Críticas de espectáculos

Ojos de ciervo rumanos / Complejo Teatral de Buenos Aires y THEATERFORMEN de Hannover

“Alrededor de este árbol, con retorcido espinazo,
chupa el dragón el gustoso néctar que cae del fruto.
Cuando el báquico vino masca con torvos quijales
cáele de su hocico jugo de la uva embriagante,
tiñe la barba con gotas de purpúreo color.
Baco, recorriendo montes, ve con enorme asombro
cómo un jugo encarnado tiñe el cuello del drago.”

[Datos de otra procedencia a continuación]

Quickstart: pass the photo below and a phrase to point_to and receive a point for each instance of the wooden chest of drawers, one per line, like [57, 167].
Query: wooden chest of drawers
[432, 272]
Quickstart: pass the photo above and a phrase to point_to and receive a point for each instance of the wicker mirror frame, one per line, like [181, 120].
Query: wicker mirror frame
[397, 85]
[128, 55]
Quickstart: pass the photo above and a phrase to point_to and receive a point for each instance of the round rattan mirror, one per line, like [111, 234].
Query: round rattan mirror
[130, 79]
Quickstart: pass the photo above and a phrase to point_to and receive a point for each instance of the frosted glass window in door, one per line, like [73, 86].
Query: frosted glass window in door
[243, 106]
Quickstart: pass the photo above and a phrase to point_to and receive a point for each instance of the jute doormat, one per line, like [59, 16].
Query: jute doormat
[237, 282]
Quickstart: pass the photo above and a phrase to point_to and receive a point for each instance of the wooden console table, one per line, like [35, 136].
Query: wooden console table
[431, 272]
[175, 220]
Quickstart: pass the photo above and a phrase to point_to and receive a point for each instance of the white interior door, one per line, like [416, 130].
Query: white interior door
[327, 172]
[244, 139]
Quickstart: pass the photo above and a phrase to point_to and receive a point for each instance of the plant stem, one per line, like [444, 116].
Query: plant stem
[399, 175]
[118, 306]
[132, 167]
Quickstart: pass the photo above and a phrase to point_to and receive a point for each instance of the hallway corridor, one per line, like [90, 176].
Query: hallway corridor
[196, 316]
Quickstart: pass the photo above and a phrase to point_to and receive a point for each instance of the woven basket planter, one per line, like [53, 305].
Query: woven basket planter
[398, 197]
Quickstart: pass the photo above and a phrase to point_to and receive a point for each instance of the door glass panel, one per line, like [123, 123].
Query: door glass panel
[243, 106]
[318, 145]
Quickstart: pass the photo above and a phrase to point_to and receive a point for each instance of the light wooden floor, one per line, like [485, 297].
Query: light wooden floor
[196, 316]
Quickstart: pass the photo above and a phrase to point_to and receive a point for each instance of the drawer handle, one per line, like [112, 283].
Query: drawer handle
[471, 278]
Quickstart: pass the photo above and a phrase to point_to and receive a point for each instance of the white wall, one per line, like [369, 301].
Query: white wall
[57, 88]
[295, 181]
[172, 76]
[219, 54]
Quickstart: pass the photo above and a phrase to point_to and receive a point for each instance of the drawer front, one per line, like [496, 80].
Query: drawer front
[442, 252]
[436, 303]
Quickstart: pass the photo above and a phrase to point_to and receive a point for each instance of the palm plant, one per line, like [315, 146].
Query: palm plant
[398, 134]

Dionisíacas XII 293-362. en “Dionisios”de Karl Keréngy

En un artículo recientemente publicado en la revista “Los Rabdomantes” de la carrera de Arte Dramático de la Escuela de Artes del Teatro de la Universidad del Salvador, me preguntaba como recuperar con los materiales de nuestra época la génesis original del drama, resolviéndolo en una epifanía contemporánea.
La mitología llamó Titanes, Cíclopes, Gigantes al “eslabón perdido” entre los primates y la raza victoriosa de los hombres. Esta explicación no científica que es el mito, no impidió que el homínido no dejara por ello de investigar sus orígenes, de conocer quién engendró a quién: si Urano a Cronos, si Zeus a Apolo, si José a Cristo. Esta investigación genealógica nos ha llevado a cometer verdaderos genocidios en nombre de la “limpieza de sangre” humana, de la que no se salvó ni Cervantes hace casi quinientos años. El consecuente certificado de engendro –uno de los documentos fundamentales del ciudadano todavía hoy- intenta aventar toda duda respecto de nuestro antepasado hombre, nada más que humano, simplemente humano, y no bicho, primate, austrolofitecus, o, peor, vegetal. De eso habla “Ojos de ciervo rumanos”.
Beatriz Catani presenta en escena un hecho sagrado: el mito del nacimiento del hombre. Pero con los materiales de nuestra época: una familia vulgar donde falta la madre, el Padre es avezado jardinero, la hija, Dacia, “despierta” a la sexualidad y un jovenzuelo Benya -Benjamín- el hijo menor, quiere ingresar al círculo edípico aunque no sabe muy bien si para ayudar al despabilo de la niña y al de él mismo, o si lo hace para recibir el legado del padre. Catani acerca la mirada a este trío clásico: la falta de la madre hace posible los hábitos maternales casi andróginos del padre llevando al espectador a la escandalosa sospecha –certidumbre, quizás, si ya ha leído la cita dionisíaca del programa de mano- que la hija ha sido concebida en un auténtico y solitario parimiento masculino cuasi botánico. Desde la contemporaneidad una familia infectada de jardinería. Desde la historia el génesis de la antropomorfia.
En “Ojos de ciervo rumanos” no hay vestigios ni de Adán ni de Eva ni de Romeo ni de Julieta. No hay un par de procreadores ni un par hominal decidido a serlo. Aparece dramáticamente el misterio panteísta de la creación, el del doble parimiento de Dionisios, Dacia en este caso: hasta el séptimo mes en las entrañas de la frigia Semele, diosa del infierno, y hasta el alumbramiento del noveno en la ingle de su padre el relámpago resplandeciente Zeus.
Esta epifanía contemporánea es sostenida en escena por lo excelente Paula Iturriza, una Dacia dionisíaca, clavada en la tierra rumana como un tirso mágico. Por el también excelente Blas Arrese Igor en su papel furtivo de un Benjamín extranjero y enamorado. Y por el correcto Ricardo González cuya dicción, trabajosa, da mayor espesor a ese Padre horticultor en vías de ser o de haber sido simplemente plantío. Un párrafo aparte merece el acierto de la arbolada escena, cual bosque laberíntico, quizás sagrado.
Catani hace una lectura dramática inteligente y bella sobre el enigma del principio. Como todo mito revivido, late con vida una vez acabada la representación en el corazón del espectador.